As a registered, practicing pharmacist, with 30 plus years experience, I can honestly say that I have never recommended any adult take a general multivitamin just for the sake of taking one, or just for the sake of selling something to a customer! I have however, spent many counselling sessions with patients explaining how to increase their natural multivitamin intake using everyday food, in place of swallowing a pill a day! It has always been my gut belief that all our general “multivitamin” requirements should come from our diet and by ensuring we eat nutrient dense food, incorporating fresh, good quality vegetables and fruit along with the best quality protein we can afford, we can rest assured we will always be getting enough general “vitamins” in the best possible form, in the ideal recommended daily amounts, straight from mother nature, just as she intended us to consume them. There are times however, when clinically implicated, that I have recommended individualised, targeted supplementation of a vitamin or mineral. This recommendation has always been done in combination with dietary advice and with an end point in sight. I have worked in hospital pharmacy, community pharmacy, clinical trials and drug information. I have read medical, pharmaceutical and nutritional journals for more than 30 years. I have read the good, the bad and the ugly regarding multivitamins. I remember the Pan Pharmaceutical debacle. So what do I believe? For the person who eats a well balanced diet, supplementing with multivitamins is only of benefit to the drug company that manufactures the multivitamin!
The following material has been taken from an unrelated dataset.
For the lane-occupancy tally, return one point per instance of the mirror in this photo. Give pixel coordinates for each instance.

Multivitamins by definition, are preparations containing a combination of vitamins. The discovery of various vitamins and how they could prevent certain diseases in days gone by, was by far one of the best success stories of modern medicine. We all know the historical story of the sailors with scurvy and the miracle of it’s prevention with Vitamin C. We need to remember however that vitamins are just like other medications and are associated with both benefits and risks, so prescribing them should be evidence based and with an end date or point in sight. Indiscriminate use should be discouraged as it could have negative consequences.
Over the last 30 years, I have witnessed a huge growth in the Complementary Medicines industry. Television, radio and print advertising and or marketing are powerful factors in convincing the general public they would be more “healthy” if they took one or other branded multivitamin. Popular, well-known and usually local, Australian personalities, are also generally used as ambassadors to sell these products. The day after any complementary medicine is featured on “A Current Affair” or “Today Tonight” or the day after a write up in a major city newspaper (locally for me, this would be The Advertiser), I have experienced a huge increase in demand for the product featured. Most times the articles or features are slanted in such a way that the true benefit of the product is not revealed, or there is much more to the story than what was reported. This is pure marketing to increase sales and ultimately could be detrimental to the unsuspecting public.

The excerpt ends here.